Environment Agency in registration test case
Posted: 27th March 2017
In a test case decision that will have costly implications for riverboat owners and excite interest amongst property professionals, the High Court has ruled that vessels kept in more than 30 private marinas that skirt the River Thames must be registered with the Environment Agency (EA).
The EA had launched prosecutions against 19 owners of boats that were kept in two marinas that were wholly on private land and accessed by artificial inlets. They were said to be obliged to register their vessels – and to pay appropriate charges – by operation of the Environment Agency (Inland Waterways) Order 2010. The owners were, however, cleared by a magistrate on the basis that the Order did not apply to the marinas because they were not part of the River Thames.
In upholding the EA’s challenge to that decision, the Court found that, on a true interpretation of the Thames Conservancy Act 1932, the marinas did form part of the river. They were fed by water from the Thames and they sat comfortably within the statutory definition of the river as including ‘locks, cuts and works’.

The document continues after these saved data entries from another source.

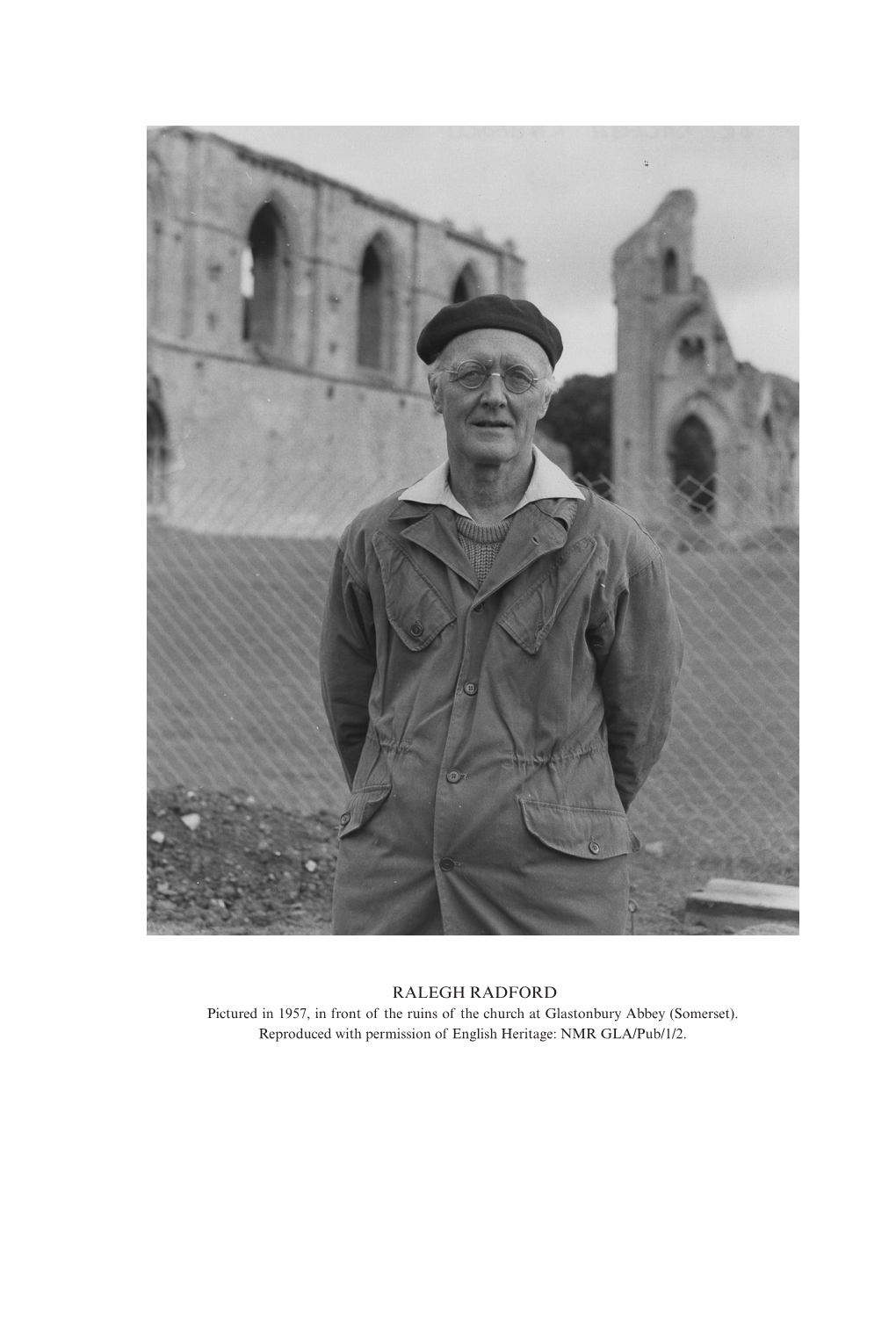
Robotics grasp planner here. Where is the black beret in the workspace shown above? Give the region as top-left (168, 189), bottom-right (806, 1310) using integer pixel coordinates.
top-left (416, 294), bottom-right (563, 368)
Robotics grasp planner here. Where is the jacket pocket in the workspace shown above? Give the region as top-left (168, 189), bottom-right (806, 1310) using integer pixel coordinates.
top-left (373, 531), bottom-right (457, 653)
top-left (498, 536), bottom-right (606, 653)
top-left (518, 798), bottom-right (640, 863)
top-left (338, 783), bottom-right (393, 840)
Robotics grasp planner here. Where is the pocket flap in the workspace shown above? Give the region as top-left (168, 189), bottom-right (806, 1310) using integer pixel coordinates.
top-left (338, 783), bottom-right (393, 840)
top-left (498, 536), bottom-right (606, 653)
top-left (373, 531), bottom-right (457, 653)
top-left (520, 798), bottom-right (640, 863)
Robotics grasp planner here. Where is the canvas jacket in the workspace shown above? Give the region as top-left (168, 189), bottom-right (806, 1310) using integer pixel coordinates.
top-left (321, 493), bottom-right (683, 935)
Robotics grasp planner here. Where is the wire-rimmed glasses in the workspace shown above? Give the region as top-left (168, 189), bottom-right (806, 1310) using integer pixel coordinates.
top-left (450, 358), bottom-right (543, 396)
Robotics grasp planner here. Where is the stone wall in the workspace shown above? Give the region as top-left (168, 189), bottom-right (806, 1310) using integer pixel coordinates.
top-left (612, 191), bottom-right (799, 531)
top-left (148, 127), bottom-right (524, 536)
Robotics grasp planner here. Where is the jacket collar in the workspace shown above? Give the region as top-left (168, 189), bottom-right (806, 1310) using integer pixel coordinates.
top-left (399, 447), bottom-right (584, 517)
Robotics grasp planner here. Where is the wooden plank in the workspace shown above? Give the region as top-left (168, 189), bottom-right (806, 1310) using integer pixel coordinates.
top-left (689, 877), bottom-right (799, 914)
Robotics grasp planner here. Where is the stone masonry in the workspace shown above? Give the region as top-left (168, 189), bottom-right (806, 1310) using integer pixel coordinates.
top-left (148, 126), bottom-right (524, 536)
top-left (612, 191), bottom-right (799, 531)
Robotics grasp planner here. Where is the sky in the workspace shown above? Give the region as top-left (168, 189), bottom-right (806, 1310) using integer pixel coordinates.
top-left (196, 126), bottom-right (799, 381)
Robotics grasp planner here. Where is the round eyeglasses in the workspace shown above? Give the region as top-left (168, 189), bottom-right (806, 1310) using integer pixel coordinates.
top-left (450, 360), bottom-right (543, 396)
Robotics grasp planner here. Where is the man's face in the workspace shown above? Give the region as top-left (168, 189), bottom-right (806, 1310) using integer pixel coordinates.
top-left (430, 328), bottom-right (551, 465)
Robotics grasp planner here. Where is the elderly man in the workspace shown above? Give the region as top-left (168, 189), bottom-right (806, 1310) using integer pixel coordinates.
top-left (321, 294), bottom-right (681, 935)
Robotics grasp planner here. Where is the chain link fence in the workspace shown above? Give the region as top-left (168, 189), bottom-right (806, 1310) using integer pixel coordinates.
top-left (149, 478), bottom-right (798, 879)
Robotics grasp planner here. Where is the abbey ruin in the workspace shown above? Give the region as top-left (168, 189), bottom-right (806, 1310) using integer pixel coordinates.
top-left (147, 126), bottom-right (799, 538)
top-left (612, 191), bottom-right (799, 531)
top-left (147, 126), bottom-right (524, 536)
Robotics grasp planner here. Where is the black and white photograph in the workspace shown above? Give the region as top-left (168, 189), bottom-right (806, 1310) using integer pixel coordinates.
top-left (147, 125), bottom-right (799, 936)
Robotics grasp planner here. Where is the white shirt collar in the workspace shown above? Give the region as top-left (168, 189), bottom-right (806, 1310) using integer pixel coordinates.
top-left (399, 447), bottom-right (584, 517)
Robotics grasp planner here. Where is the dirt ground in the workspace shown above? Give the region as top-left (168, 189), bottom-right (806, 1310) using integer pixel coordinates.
top-left (147, 789), bottom-right (798, 936)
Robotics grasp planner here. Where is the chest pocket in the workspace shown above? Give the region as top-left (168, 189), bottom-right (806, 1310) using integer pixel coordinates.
top-left (373, 531), bottom-right (457, 653)
top-left (498, 536), bottom-right (609, 653)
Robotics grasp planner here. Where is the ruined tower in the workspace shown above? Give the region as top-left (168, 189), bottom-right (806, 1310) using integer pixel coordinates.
top-left (612, 191), bottom-right (799, 529)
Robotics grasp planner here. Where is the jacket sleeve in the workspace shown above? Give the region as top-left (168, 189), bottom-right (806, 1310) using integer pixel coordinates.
top-left (592, 551), bottom-right (683, 812)
top-left (320, 546), bottom-right (376, 789)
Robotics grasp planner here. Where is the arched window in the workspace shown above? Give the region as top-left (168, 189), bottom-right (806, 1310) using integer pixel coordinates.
top-left (239, 201), bottom-right (289, 350)
top-left (452, 262), bottom-right (480, 304)
top-left (358, 236), bottom-right (391, 369)
top-left (147, 398), bottom-right (168, 513)
top-left (670, 415), bottom-right (716, 513)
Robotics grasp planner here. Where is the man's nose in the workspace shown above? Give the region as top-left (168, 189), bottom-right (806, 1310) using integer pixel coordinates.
top-left (480, 373), bottom-right (507, 406)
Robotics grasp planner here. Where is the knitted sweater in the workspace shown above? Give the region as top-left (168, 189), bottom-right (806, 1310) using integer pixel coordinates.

That definition accorded with the purpose of the Act to promote and protect public rights of navigation on the river and struck the right balance between the reach of the Act and private property rights. The marinas were commercial ventures and it was only right that those who moored their boats within them should make some financial contribution to the EA’s task in conserving the river. Registration would also mean that the owners would be subject to standards designed to reduce pollution and noise. The matter was sent back to the magistrate for final determination in the light of the Court’s ruling on the law.